We will call this file test.py. Then we will be adding the actual GitHub Workflow script to .github/workflows/run.yml.

name: Deploy

on:
  push:
    branches:
      - master
      
jobs:
  run:
    name: Run script
    runs-on: ubuntu-18.04
    container:    
      image: python:buster

    steps:
    - name: Checkout
      uses: actions/checkout@v2

    - name: Run Python script
      run: python test.py

  test:
    name: Done
    runs-on: ubuntu-18.04
    
    steps:
    - name: Run done
      run: echo "Done!"

Most of the code should be self-understandable. We will be running our script in the Python 3 Docker container. The workflow script will be pulling code and running the code. As you can see from line 2-4 of the script, this will be run when the master branch pushed into the repo. There are other interesting options on when to deploy including deploying after opening Pull Request, cron, manual deployments etc.

If everything worked as expected you should be getting an output like this on the repository’s Actions section.

Simple Deployments

For this experiment, we will be copying the Python file over to a server and posting to Rocket Chat if it is successful to mimic a real deployment. We will be using a couple of pre-made Actions from the Marketplace for this – SCP Files and Rocket Chat Notification. First, we will be defining the Rocket Chat webhook and SSH key needed to secrets section of GitHub repository’s settings.

The code would look like this:

name: Deploy

on:
  push:
    branches:
      - master
      
jobs:
  run:
    name: Run script
    runs-on: ubuntu-18.04

    steps:
    - name: Checkout
      uses: actions/checkout@v2

    - name: copy file via ssh key
      uses: appleboy/scp-action@master
      env:
        HOST: 145.77.248.235
        USERNAME: root
        PORT: 22
        KEY: ${{ secrets.SSH_PVT }}
      with:
        source: "test.py"
        target: "/test"

    - name: Rocket.Chat Notification
      uses: RocketChat/Rocket.Chat.GitHub.Action.Notification@master
      if: always()
      with:
        type: ${{ job.status }}
        job_name: '*Test Deploy*'
        channel: '#nixfaq'
        mention: 'here'
        mention_if: 'failure'
        url: ${{ secrets.ROCKET_WEBHOOK }}

If everything worked as expected we would get the notification in the chat and the file should be copied over to the server.

There is also support for other chat providers like Slack or you can build your own with the API and some code.

Manual Deployments

GitHub Actions being in infancy does not have a way to trigger workflows manually. This is something that people were struggling with on the internet. There are two ways to do this, Deployments and repository_dispatch events. It is best to refer to the linked GitHub API documentation for both. I prefer deployments as it is very robust and has a lot of additional features and parameters that you can pass through. First you will need to modify the first few lines to look like this:

name: Deploy

on:
  push:
    branches:
      - master
  deployment:

Then you can write a simple Python script to trigger the API:

auth_token = xxxx
headers = {'Authorization': auth_token, 'Accept': 'application/vnd.github.ant-man-preview+json', 'Content-Type': 'application/json'}
payload = {'ref': ref, 'required_contexts': [], 'task': 'test', 'auto_merge': False}
url = 'https://api.github.com/repos/:org/:repo/deployments'
r = requests.post(url, data=json.dumps(payload), headers=headers)

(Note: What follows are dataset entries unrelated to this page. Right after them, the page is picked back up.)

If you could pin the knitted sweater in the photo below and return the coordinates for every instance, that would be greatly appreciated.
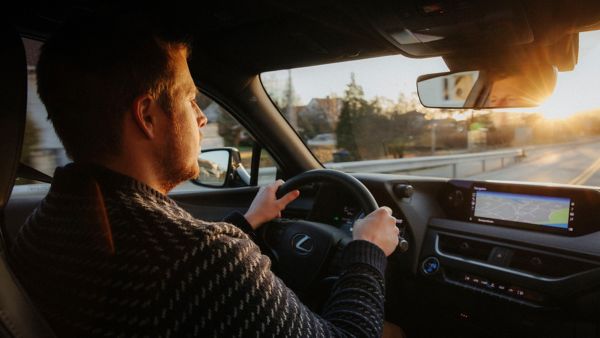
(106, 255)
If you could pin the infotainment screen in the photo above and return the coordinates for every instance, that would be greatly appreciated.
(519, 209)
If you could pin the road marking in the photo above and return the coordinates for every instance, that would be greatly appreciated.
(586, 174)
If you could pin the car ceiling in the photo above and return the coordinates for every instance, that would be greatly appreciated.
(267, 35)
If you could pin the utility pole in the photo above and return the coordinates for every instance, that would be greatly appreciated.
(290, 113)
(433, 127)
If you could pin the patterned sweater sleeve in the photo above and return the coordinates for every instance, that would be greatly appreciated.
(244, 298)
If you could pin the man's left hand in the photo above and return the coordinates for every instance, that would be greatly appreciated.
(266, 206)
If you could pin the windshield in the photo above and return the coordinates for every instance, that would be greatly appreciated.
(365, 116)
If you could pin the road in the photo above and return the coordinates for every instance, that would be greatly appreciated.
(574, 164)
(577, 164)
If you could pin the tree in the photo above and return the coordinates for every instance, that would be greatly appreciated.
(229, 129)
(354, 106)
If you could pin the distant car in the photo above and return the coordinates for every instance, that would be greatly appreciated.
(323, 140)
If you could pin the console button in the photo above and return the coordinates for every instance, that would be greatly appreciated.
(430, 265)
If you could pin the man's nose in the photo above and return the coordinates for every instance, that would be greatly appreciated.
(201, 118)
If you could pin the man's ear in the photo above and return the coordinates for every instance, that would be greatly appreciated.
(143, 111)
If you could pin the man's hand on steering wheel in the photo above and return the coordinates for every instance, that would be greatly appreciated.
(379, 228)
(266, 206)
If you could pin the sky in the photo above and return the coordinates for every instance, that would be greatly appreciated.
(578, 90)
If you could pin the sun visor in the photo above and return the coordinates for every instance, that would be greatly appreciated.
(432, 28)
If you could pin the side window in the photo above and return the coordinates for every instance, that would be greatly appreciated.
(223, 130)
(42, 149)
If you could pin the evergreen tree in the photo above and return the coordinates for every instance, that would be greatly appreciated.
(354, 108)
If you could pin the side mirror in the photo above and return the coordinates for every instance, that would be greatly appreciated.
(487, 88)
(221, 167)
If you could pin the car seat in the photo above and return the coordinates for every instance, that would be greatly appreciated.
(18, 317)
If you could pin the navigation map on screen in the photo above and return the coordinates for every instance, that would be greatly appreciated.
(540, 210)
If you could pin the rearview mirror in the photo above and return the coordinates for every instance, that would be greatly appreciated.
(221, 167)
(486, 89)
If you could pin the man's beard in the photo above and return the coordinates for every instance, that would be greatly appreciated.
(174, 163)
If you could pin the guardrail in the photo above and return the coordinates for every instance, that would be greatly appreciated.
(388, 166)
(427, 162)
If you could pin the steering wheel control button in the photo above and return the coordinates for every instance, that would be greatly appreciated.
(430, 265)
(402, 244)
(404, 190)
(302, 244)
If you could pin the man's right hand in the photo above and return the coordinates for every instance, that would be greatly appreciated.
(379, 228)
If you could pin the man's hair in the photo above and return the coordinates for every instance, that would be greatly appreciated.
(90, 72)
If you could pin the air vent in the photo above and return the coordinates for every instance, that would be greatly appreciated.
(465, 247)
(547, 265)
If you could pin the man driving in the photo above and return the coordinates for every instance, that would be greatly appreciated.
(117, 256)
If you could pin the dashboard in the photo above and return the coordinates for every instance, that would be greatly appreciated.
(490, 253)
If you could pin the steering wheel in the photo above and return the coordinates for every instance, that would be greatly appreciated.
(301, 249)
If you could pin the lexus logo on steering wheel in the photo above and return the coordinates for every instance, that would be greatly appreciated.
(303, 244)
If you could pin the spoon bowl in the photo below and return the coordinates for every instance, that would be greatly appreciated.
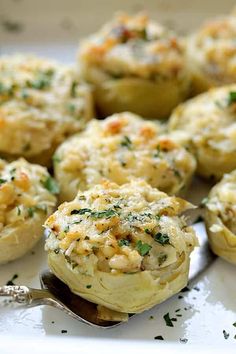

Replace :org and :repo with the organisation and repo name. You will also need to supply a token from GitHub settings with the :repo scope and that user will need to have admin privileges to this repository. You can also refer to the tasks passed in your workflow script with an if statement for steps or jobs like if: github.event.deployment.task == 'test'.

It is best to wrap this code around some helper script or application that can be a part of the overall deploy process.

Self hosted runners

It is also possible for you to run your own runners with self hosted runners if you do not want to use GitHub’s servers. For Kubernetes support I’ve found this project useful, but things are still very work in progress. There is no official support from GitHub, meaning things are still very buggy.